Il ne fut pas le premier aviateur à traverser l’Atlantique. Il ne fut que le premier à relier sans escale New-York à Paris pour se conformer à l’objectif du prix Orteig de 25 000 $ (ce qui équivaudrait aujourd’hui à 350 000 $) promis pour récompenser ce véritable exploit aéronautique. Pour ajouter à la difficulté, il le fit seul à bord d’un monomoteur. Son avion, le Spirit of Saint-Louis, construit spécialement pour l’occasion pouvait décoller avec 1700 litres de carburant et volait à environ 180 km/h en croisière. Bien sûr, pas de pilote automatique pour que le pilote puisse se reposer un peu au cours d’un trajet de plus d’une trentaine d’heures !
Le 20 mai 1927, Charles A. Lindbergh, alors âgé de 25 ans, était un parfait inconnu. Un peu plus de 33 heures plus tard, personne, au monde, ne pouvait plus ignorer son nom. Lorsqu’il se posa, épuisé, sur l’aérodrome du Bourget, il fut accueilli par une foule innombrable que les radios avaient avertis de l’arrivée du héros. Les Français qui, quelques jours plus tôt avaient perdu Nungesser et Coli dans le même contexte, firent un triomphe au jeune américain, dont l’exploit extraordinaire fait désormais partie des évènements qui ont forgé le XXe siècle.
L’authentique Spirit of Saint-Louis est entré l’année suivante au musée. Il est exposé désormais en bonne place et en bonne compagnie dans hall principal du National Air and Space Museum, en plein centre ville de Washington, à un jet de cailloux de la Maison Blanche et du Capitole.
L’aéroport du Bourget où Lindbergh s’est posé a beaucoup changé depuis 90 ans mais l’endroit où il a enfin touché terre est marqué par une plaque incrustée dans le parking devant l’aérogare d’aviation d’affaires. L’aviateur héroïque est également incarné par une statue installée au milieu du rond-point à l’entrée de la zone aéroportuaire.
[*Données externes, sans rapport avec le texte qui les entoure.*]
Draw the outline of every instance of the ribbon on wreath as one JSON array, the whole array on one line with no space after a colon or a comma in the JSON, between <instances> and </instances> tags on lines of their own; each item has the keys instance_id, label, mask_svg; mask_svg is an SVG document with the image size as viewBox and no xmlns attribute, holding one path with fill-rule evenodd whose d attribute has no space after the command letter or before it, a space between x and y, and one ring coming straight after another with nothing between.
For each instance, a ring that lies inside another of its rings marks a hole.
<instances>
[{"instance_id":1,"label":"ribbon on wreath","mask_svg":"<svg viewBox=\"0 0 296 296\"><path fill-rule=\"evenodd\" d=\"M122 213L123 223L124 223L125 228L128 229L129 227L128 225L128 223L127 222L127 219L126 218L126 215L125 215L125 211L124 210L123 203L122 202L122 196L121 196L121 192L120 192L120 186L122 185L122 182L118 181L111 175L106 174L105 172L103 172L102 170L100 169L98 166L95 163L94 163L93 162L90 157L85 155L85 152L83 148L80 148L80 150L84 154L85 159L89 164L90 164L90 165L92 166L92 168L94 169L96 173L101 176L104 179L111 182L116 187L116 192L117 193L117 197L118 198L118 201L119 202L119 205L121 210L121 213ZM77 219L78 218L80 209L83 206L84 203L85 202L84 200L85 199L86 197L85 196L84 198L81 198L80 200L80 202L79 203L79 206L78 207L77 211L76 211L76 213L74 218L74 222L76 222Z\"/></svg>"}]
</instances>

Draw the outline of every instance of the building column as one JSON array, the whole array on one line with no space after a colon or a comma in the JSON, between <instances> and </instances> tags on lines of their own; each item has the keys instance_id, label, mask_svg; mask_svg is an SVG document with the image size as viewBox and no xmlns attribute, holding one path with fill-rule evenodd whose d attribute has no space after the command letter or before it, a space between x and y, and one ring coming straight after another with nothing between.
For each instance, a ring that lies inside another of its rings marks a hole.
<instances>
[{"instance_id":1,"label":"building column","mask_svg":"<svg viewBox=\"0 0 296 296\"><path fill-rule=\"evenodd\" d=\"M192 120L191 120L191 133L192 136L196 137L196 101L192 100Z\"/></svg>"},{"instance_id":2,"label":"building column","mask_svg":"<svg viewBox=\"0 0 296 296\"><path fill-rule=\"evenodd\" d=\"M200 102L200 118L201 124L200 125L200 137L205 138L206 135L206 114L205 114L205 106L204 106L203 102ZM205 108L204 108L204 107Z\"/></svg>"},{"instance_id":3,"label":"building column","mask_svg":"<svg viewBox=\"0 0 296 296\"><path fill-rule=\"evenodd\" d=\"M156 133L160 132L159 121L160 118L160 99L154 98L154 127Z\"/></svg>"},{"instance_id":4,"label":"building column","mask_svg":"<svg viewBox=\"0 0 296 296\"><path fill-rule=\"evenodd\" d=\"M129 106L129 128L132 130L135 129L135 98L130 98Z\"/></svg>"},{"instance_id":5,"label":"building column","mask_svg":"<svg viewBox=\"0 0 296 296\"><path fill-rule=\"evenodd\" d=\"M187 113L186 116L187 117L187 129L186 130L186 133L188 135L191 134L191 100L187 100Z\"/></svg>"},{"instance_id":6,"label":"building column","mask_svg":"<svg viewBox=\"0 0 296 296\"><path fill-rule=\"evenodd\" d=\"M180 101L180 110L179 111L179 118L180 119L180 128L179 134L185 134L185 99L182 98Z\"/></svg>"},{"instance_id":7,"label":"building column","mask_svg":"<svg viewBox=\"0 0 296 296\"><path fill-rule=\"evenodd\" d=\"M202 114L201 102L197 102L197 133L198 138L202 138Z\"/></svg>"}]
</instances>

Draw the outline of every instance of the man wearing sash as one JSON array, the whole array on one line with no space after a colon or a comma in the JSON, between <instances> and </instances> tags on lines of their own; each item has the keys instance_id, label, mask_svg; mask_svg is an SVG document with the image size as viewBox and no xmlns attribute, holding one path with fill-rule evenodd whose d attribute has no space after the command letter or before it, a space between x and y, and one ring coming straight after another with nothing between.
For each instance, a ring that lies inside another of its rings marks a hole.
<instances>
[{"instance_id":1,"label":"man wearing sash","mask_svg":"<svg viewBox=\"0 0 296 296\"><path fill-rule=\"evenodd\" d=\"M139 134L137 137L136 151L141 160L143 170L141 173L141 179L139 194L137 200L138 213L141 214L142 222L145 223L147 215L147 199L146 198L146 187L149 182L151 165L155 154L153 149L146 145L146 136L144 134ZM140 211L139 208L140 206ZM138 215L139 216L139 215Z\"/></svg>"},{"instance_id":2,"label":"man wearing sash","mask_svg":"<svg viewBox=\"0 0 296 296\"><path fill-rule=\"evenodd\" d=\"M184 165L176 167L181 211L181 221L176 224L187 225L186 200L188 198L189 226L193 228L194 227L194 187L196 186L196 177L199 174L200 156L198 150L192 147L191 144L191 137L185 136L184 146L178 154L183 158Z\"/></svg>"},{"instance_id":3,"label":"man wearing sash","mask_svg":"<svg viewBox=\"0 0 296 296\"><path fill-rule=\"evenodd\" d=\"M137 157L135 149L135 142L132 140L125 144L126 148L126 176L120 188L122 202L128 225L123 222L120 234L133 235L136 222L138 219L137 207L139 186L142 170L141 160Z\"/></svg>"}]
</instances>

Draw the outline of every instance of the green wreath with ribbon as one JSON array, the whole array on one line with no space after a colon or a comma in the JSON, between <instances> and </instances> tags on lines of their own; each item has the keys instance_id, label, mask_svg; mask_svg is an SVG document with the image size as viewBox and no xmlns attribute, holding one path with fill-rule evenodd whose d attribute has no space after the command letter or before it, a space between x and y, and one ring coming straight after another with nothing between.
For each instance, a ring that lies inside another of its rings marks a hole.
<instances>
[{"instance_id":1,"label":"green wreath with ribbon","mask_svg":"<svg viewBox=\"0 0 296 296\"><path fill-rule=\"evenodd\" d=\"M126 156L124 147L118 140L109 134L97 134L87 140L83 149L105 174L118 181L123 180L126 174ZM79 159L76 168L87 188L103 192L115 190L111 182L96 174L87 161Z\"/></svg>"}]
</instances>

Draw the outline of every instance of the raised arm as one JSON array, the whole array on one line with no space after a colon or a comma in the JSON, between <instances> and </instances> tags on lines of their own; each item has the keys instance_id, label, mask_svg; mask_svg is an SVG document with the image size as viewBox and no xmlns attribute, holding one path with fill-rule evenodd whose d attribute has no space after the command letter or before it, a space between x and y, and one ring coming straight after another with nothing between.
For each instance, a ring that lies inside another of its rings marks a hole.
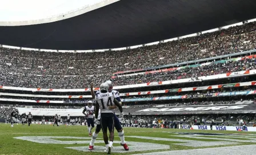
<instances>
[{"instance_id":1,"label":"raised arm","mask_svg":"<svg viewBox=\"0 0 256 155\"><path fill-rule=\"evenodd\" d=\"M122 113L123 112L123 107L122 107L122 105L119 103L119 101L117 99L114 99L114 103L115 103L115 105L117 107L118 107L118 109L120 111L120 112Z\"/></svg>"},{"instance_id":2,"label":"raised arm","mask_svg":"<svg viewBox=\"0 0 256 155\"><path fill-rule=\"evenodd\" d=\"M96 104L95 105L95 117L96 119L98 119L98 116L99 115L99 104L98 104L98 102L96 101Z\"/></svg>"},{"instance_id":3,"label":"raised arm","mask_svg":"<svg viewBox=\"0 0 256 155\"><path fill-rule=\"evenodd\" d=\"M93 91L93 83L91 83L91 97L93 97L93 99L95 99L95 93Z\"/></svg>"}]
</instances>

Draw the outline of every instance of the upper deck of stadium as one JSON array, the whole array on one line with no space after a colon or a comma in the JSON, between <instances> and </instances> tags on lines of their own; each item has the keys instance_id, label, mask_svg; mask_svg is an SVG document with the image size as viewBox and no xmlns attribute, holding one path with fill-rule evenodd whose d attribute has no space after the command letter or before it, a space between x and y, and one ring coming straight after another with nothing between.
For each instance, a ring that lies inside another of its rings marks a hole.
<instances>
[{"instance_id":1,"label":"upper deck of stadium","mask_svg":"<svg viewBox=\"0 0 256 155\"><path fill-rule=\"evenodd\" d=\"M35 25L35 21L2 22L0 44L63 50L119 48L159 42L256 17L253 0L107 1L110 5L103 6L106 2L94 6L98 9L91 8L93 11L72 18L67 15L39 20Z\"/></svg>"}]
</instances>

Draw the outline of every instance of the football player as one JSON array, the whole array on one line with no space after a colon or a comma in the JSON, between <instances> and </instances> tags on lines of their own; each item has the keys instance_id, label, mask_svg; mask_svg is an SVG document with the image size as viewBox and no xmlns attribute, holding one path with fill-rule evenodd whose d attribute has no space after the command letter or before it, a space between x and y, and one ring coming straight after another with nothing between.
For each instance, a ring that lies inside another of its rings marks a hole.
<instances>
[{"instance_id":1,"label":"football player","mask_svg":"<svg viewBox=\"0 0 256 155\"><path fill-rule=\"evenodd\" d=\"M45 115L43 115L43 116L42 116L42 123L41 125L45 125Z\"/></svg>"},{"instance_id":2,"label":"football player","mask_svg":"<svg viewBox=\"0 0 256 155\"><path fill-rule=\"evenodd\" d=\"M23 113L22 115L22 125L25 125L25 121L26 121L26 117L27 116L26 116L26 113Z\"/></svg>"},{"instance_id":3,"label":"football player","mask_svg":"<svg viewBox=\"0 0 256 155\"><path fill-rule=\"evenodd\" d=\"M119 92L116 90L113 90L113 85L112 81L110 80L108 80L106 81L106 83L107 83L107 85L109 86L109 92L113 93L114 97L117 99L117 100L119 101L120 104L122 105L122 101L120 99ZM119 118L122 118L123 117L123 113L122 112L120 113ZM123 146L123 148L126 150L129 150L129 148L128 147L125 141L125 133L123 132L123 127L122 127L120 123L120 121L118 117L117 117L117 115L115 115L114 113L114 119L115 121L115 128L117 130L118 133L118 136L119 137L120 140L121 140L121 145Z\"/></svg>"},{"instance_id":4,"label":"football player","mask_svg":"<svg viewBox=\"0 0 256 155\"><path fill-rule=\"evenodd\" d=\"M109 109L110 106L116 105L118 107L120 112L122 113L122 105L114 97L114 93L109 92L109 86L107 83L102 83L99 87L100 92L96 93L95 100L95 117L98 118L99 109L101 109L101 125L103 132L104 142L107 149L107 154L111 154L111 149L113 148L114 141L114 110ZM98 121L98 119L96 119ZM109 129L110 142L107 134L107 130Z\"/></svg>"},{"instance_id":5,"label":"football player","mask_svg":"<svg viewBox=\"0 0 256 155\"><path fill-rule=\"evenodd\" d=\"M15 121L15 109L13 109L13 111L11 113L11 127L13 127L13 124L14 123Z\"/></svg>"},{"instance_id":6,"label":"football player","mask_svg":"<svg viewBox=\"0 0 256 155\"><path fill-rule=\"evenodd\" d=\"M67 125L70 125L70 115L67 114Z\"/></svg>"},{"instance_id":7,"label":"football player","mask_svg":"<svg viewBox=\"0 0 256 155\"><path fill-rule=\"evenodd\" d=\"M88 124L88 132L89 133L89 136L91 136L91 130L94 128L94 116L93 116L94 110L95 108L94 106L93 105L93 101L89 101L87 105L85 106L85 109L83 109L83 115L87 117L87 124ZM85 112L86 112L86 113Z\"/></svg>"}]
</instances>

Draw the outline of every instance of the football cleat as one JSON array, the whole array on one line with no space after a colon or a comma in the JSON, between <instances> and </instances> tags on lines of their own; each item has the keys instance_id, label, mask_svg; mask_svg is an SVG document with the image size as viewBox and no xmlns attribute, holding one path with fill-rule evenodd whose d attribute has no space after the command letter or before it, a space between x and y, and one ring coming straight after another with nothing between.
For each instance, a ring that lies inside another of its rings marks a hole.
<instances>
[{"instance_id":1,"label":"football cleat","mask_svg":"<svg viewBox=\"0 0 256 155\"><path fill-rule=\"evenodd\" d=\"M111 147L109 147L109 149L107 149L107 154L111 154Z\"/></svg>"},{"instance_id":2,"label":"football cleat","mask_svg":"<svg viewBox=\"0 0 256 155\"><path fill-rule=\"evenodd\" d=\"M123 148L125 149L125 150L129 150L129 147L128 147L128 145L127 145L126 143L125 143L124 144L122 144L122 143L120 143L120 144L123 146Z\"/></svg>"},{"instance_id":3,"label":"football cleat","mask_svg":"<svg viewBox=\"0 0 256 155\"><path fill-rule=\"evenodd\" d=\"M89 145L89 150L93 150L93 146Z\"/></svg>"}]
</instances>

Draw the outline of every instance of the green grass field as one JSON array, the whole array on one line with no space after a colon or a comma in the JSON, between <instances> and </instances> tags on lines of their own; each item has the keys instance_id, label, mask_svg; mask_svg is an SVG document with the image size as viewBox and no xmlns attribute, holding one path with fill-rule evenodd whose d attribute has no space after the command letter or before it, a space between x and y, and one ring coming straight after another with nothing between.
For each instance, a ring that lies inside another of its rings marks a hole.
<instances>
[{"instance_id":1,"label":"green grass field","mask_svg":"<svg viewBox=\"0 0 256 155\"><path fill-rule=\"evenodd\" d=\"M117 143L111 154L256 144L254 132L135 128L124 130L130 150L123 150L115 131ZM14 124L11 128L10 124L0 124L0 154L105 154L102 132L93 152L87 150L90 138L85 126Z\"/></svg>"}]
</instances>

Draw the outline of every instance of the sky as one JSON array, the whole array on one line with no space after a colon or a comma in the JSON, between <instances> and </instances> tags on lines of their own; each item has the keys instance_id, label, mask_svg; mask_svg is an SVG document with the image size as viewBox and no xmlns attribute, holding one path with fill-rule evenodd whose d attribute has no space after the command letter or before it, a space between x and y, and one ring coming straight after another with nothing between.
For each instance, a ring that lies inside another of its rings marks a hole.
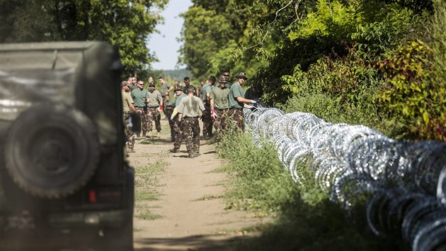
<instances>
[{"instance_id":1,"label":"sky","mask_svg":"<svg viewBox=\"0 0 446 251\"><path fill-rule=\"evenodd\" d=\"M154 62L154 69L174 69L179 56L178 50L180 43L181 28L184 20L178 15L187 11L193 5L190 0L169 0L168 4L161 12L164 17L164 24L156 26L160 34L154 33L149 38L149 50L154 53L159 62ZM180 66L183 68L184 66Z\"/></svg>"}]
</instances>

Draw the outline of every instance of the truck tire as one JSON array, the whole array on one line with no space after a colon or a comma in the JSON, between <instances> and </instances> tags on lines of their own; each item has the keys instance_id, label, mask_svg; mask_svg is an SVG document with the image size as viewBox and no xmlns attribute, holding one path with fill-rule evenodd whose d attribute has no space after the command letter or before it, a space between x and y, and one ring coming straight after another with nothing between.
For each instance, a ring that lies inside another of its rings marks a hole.
<instances>
[{"instance_id":1,"label":"truck tire","mask_svg":"<svg viewBox=\"0 0 446 251\"><path fill-rule=\"evenodd\" d=\"M73 108L42 104L23 112L5 140L5 167L26 192L40 198L67 196L93 175L99 160L91 121Z\"/></svg>"}]
</instances>

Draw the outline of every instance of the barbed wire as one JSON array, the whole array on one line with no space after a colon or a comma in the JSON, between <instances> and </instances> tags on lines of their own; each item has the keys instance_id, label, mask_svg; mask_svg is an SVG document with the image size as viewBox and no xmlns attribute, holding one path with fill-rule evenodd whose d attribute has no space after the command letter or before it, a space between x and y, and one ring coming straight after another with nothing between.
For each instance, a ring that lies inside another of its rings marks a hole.
<instances>
[{"instance_id":1,"label":"barbed wire","mask_svg":"<svg viewBox=\"0 0 446 251\"><path fill-rule=\"evenodd\" d=\"M396 140L307 113L244 112L254 141L270 142L296 182L314 176L349 218L365 198L367 223L377 235L401 238L414 251L446 249L446 143Z\"/></svg>"}]
</instances>

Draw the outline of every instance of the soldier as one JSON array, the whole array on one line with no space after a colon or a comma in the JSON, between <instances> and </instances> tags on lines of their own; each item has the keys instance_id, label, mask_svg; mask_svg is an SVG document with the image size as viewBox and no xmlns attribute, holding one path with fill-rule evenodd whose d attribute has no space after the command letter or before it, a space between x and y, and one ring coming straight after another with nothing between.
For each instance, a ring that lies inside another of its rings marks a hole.
<instances>
[{"instance_id":1,"label":"soldier","mask_svg":"<svg viewBox=\"0 0 446 251\"><path fill-rule=\"evenodd\" d=\"M175 108L172 115L171 115L171 120L173 121L173 130L175 132L175 143L173 143L173 149L171 150L171 152L178 152L180 147L181 146L181 141L183 137L181 135L181 130L179 126L178 121L178 109L177 107L180 104L181 99L188 96L183 92L183 87L180 84L175 86L175 94L176 95L176 99L175 99Z\"/></svg>"},{"instance_id":2,"label":"soldier","mask_svg":"<svg viewBox=\"0 0 446 251\"><path fill-rule=\"evenodd\" d=\"M178 104L178 122L181 125L182 135L185 140L186 149L190 158L200 155L200 124L198 118L205 110L201 99L194 96L196 93L193 87L188 88L188 96L181 99Z\"/></svg>"},{"instance_id":3,"label":"soldier","mask_svg":"<svg viewBox=\"0 0 446 251\"><path fill-rule=\"evenodd\" d=\"M127 83L130 92L134 89L138 88L138 87L137 87L136 77L129 77L129 79L127 79Z\"/></svg>"},{"instance_id":4,"label":"soldier","mask_svg":"<svg viewBox=\"0 0 446 251\"><path fill-rule=\"evenodd\" d=\"M190 79L189 78L189 77L184 77L184 87L183 88L183 93L184 94L187 94L188 93L188 88L189 87L189 86L193 87L194 88L193 90L193 94L195 96L197 96L197 89L195 88L195 87L190 85Z\"/></svg>"},{"instance_id":5,"label":"soldier","mask_svg":"<svg viewBox=\"0 0 446 251\"><path fill-rule=\"evenodd\" d=\"M138 88L132 90L132 98L135 101L135 107L137 112L141 114L142 137L146 137L149 128L147 116L147 104L150 101L149 99L149 91L144 89L144 82L142 80L138 80L137 87ZM151 123L151 121L150 123ZM137 140L140 140L139 133L137 133Z\"/></svg>"},{"instance_id":6,"label":"soldier","mask_svg":"<svg viewBox=\"0 0 446 251\"><path fill-rule=\"evenodd\" d=\"M203 85L201 91L202 100L205 105L205 111L201 117L203 121L203 140L209 140L212 136L212 118L211 118L211 101L210 94L212 92L212 87L215 83L215 77L211 76L209 81Z\"/></svg>"},{"instance_id":7,"label":"soldier","mask_svg":"<svg viewBox=\"0 0 446 251\"><path fill-rule=\"evenodd\" d=\"M217 142L222 140L222 133L227 130L228 111L229 110L229 88L226 85L228 83L224 76L218 78L219 85L212 88L210 95L211 99L211 116L215 118L214 127L217 133Z\"/></svg>"},{"instance_id":8,"label":"soldier","mask_svg":"<svg viewBox=\"0 0 446 251\"><path fill-rule=\"evenodd\" d=\"M247 79L248 78L244 72L239 73L237 82L234 83L229 89L229 117L232 122L244 131L245 130L245 120L243 108L244 107L252 108L248 104L256 103L254 100L245 99L245 93L241 86Z\"/></svg>"},{"instance_id":9,"label":"soldier","mask_svg":"<svg viewBox=\"0 0 446 251\"><path fill-rule=\"evenodd\" d=\"M133 105L133 99L128 93L130 87L127 81L121 82L121 96L122 97L122 116L125 126L126 144L128 152L135 152L135 135L130 128L130 113L136 113L137 109Z\"/></svg>"},{"instance_id":10,"label":"soldier","mask_svg":"<svg viewBox=\"0 0 446 251\"><path fill-rule=\"evenodd\" d=\"M155 83L151 82L149 84L149 104L147 104L149 126L148 130L153 130L151 121L155 121L155 128L158 131L158 135L161 132L161 115L160 111L163 110L163 98L158 90L155 89Z\"/></svg>"},{"instance_id":11,"label":"soldier","mask_svg":"<svg viewBox=\"0 0 446 251\"><path fill-rule=\"evenodd\" d=\"M183 90L183 89L181 89ZM173 118L171 118L172 113L173 113L173 108L175 108L175 101L171 101L167 104L164 104L164 111L166 112L166 116L168 121L168 126L171 128L171 142L175 142L175 129L173 128L173 126L175 124L175 121L173 121Z\"/></svg>"},{"instance_id":12,"label":"soldier","mask_svg":"<svg viewBox=\"0 0 446 251\"><path fill-rule=\"evenodd\" d=\"M170 92L173 89L173 87L166 82L163 76L158 78L158 82L161 85L160 92L161 94L161 96L163 97L163 104L164 104L164 109L163 110L164 116L166 116L164 118L168 119L168 116L166 114L166 108L167 107L166 104L168 103Z\"/></svg>"},{"instance_id":13,"label":"soldier","mask_svg":"<svg viewBox=\"0 0 446 251\"><path fill-rule=\"evenodd\" d=\"M226 84L226 87L229 88L229 69L224 69L223 70L223 73L222 73L222 75L224 77L224 79L226 79L227 81L227 84ZM218 87L219 85L219 83L215 83L214 84L214 87Z\"/></svg>"}]
</instances>

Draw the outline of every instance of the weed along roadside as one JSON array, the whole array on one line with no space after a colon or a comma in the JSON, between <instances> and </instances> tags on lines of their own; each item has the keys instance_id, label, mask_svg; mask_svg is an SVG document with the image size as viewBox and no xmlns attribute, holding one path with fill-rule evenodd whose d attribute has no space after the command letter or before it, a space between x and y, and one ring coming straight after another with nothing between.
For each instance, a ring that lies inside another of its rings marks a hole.
<instances>
[{"instance_id":1,"label":"weed along roadside","mask_svg":"<svg viewBox=\"0 0 446 251\"><path fill-rule=\"evenodd\" d=\"M226 161L202 140L198 157L172 148L167 121L159 137L137 141L129 161L135 169L135 250L234 250L268 221L253 212L227 209ZM226 208L226 209L225 209ZM229 248L229 249L228 249Z\"/></svg>"},{"instance_id":2,"label":"weed along roadside","mask_svg":"<svg viewBox=\"0 0 446 251\"><path fill-rule=\"evenodd\" d=\"M137 143L129 157L136 174L136 250L406 248L379 239L365 223L350 224L314 180L295 182L273 147L258 147L250 134L224 138L217 155L202 141L203 154L188 159L183 148L168 152L166 131Z\"/></svg>"}]
</instances>

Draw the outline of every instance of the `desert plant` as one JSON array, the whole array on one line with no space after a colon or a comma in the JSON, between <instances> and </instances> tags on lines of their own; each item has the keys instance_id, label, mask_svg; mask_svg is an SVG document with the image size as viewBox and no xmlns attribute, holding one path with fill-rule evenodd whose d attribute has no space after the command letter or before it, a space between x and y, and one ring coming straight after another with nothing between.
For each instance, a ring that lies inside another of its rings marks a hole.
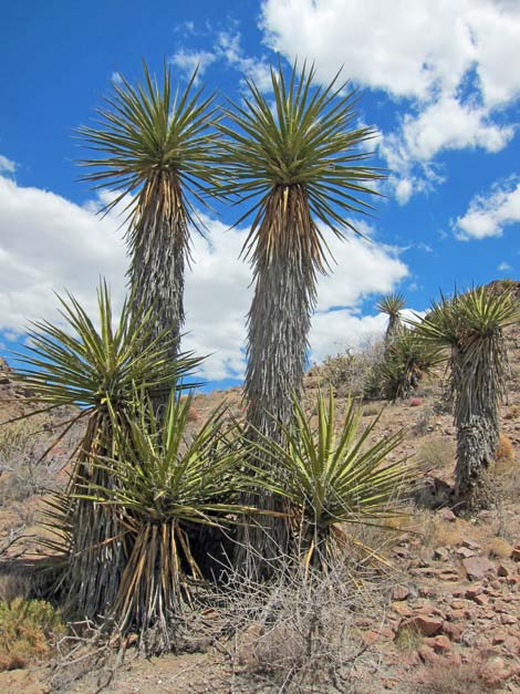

Aux USA, l’aérodrome d’où il a décollé, Roosevelt Field, situé à Garden City, une ville de Long Island qui se trouve à 30 km de Central Park et une vingtaine de l’Aéroport international de JFK, a fermé il y a bien longtemps. Il a laissé la place à un centre commercial, le Roosevelt Field Mall.
C’était il y a 90 ans. Qu’on ne s’y trompe pas, la portée du vol de mai 1927 va bien au-delà du simple simple franchissement de 6000 km d’étendue d’eau en ligne droite. Il faut juste ne pas se tromper de contexte. Bien sûr, aujourd’hui, il faut encore environ 7 heures pour parcourir ce même trajet, dans des conditions de confort et de sécurité que l’aviateur américain n’osait sans doute pas rêver. N’oublions pas que pendant une trentaine d’année, ce trajet pouvait se faire en 3 heures environ avec le Concorde. Mais l’Atlantique reste encore une épreuve pour certains pilotes.
En mai 2002, le pilote du Lancair Columbia N142LC avait tenté la traversée sans escale, de New York au Bourget. Sur cette machine rapide et confortable, modifiée pour l’occasion, il ne lui avait fallu qu’une grosse douzaine d’heures de vol. Erik Lindbergh, célébrait alors les 75 ans de l’exploit de son grand-père en effectuant ce qui reste une très belle performance aéronautique.
Même si l’art aéronautique a fait d’incommensurables progrès, que les moteurs sont plus puissants, plus fiables, que les outils de navigation sont plus précis, sans oublier l’art météorologique, traverser l’Atlantique, même avec escales, reste un exploit lorsqu’on le tente avec un avion léger et en particulier sur un monomoteur. Or que ce soit pour livrer un avion neuf ou de seconde main d’un continent à l’autre ou par simple goût du voyage et de l’aventure, de nombreux avions légers, même des hélicoptères parfois, ont ainsi fait la grande traversée. C’est un vol qui se prépare bien et qui se vit intensément car il n’est pas sans danger.
Si, 90 ans plus tard, rééditer ce voyage n’a rien d’anodin, c’est rappeler à quel point le vol de Lindbergh en 1927 était périlleux, hasardeux, presque suicidaire. Et pourtant, il est arrivé sain et sauf à sa destination. C’est bien à cela que l’exploit se mesure.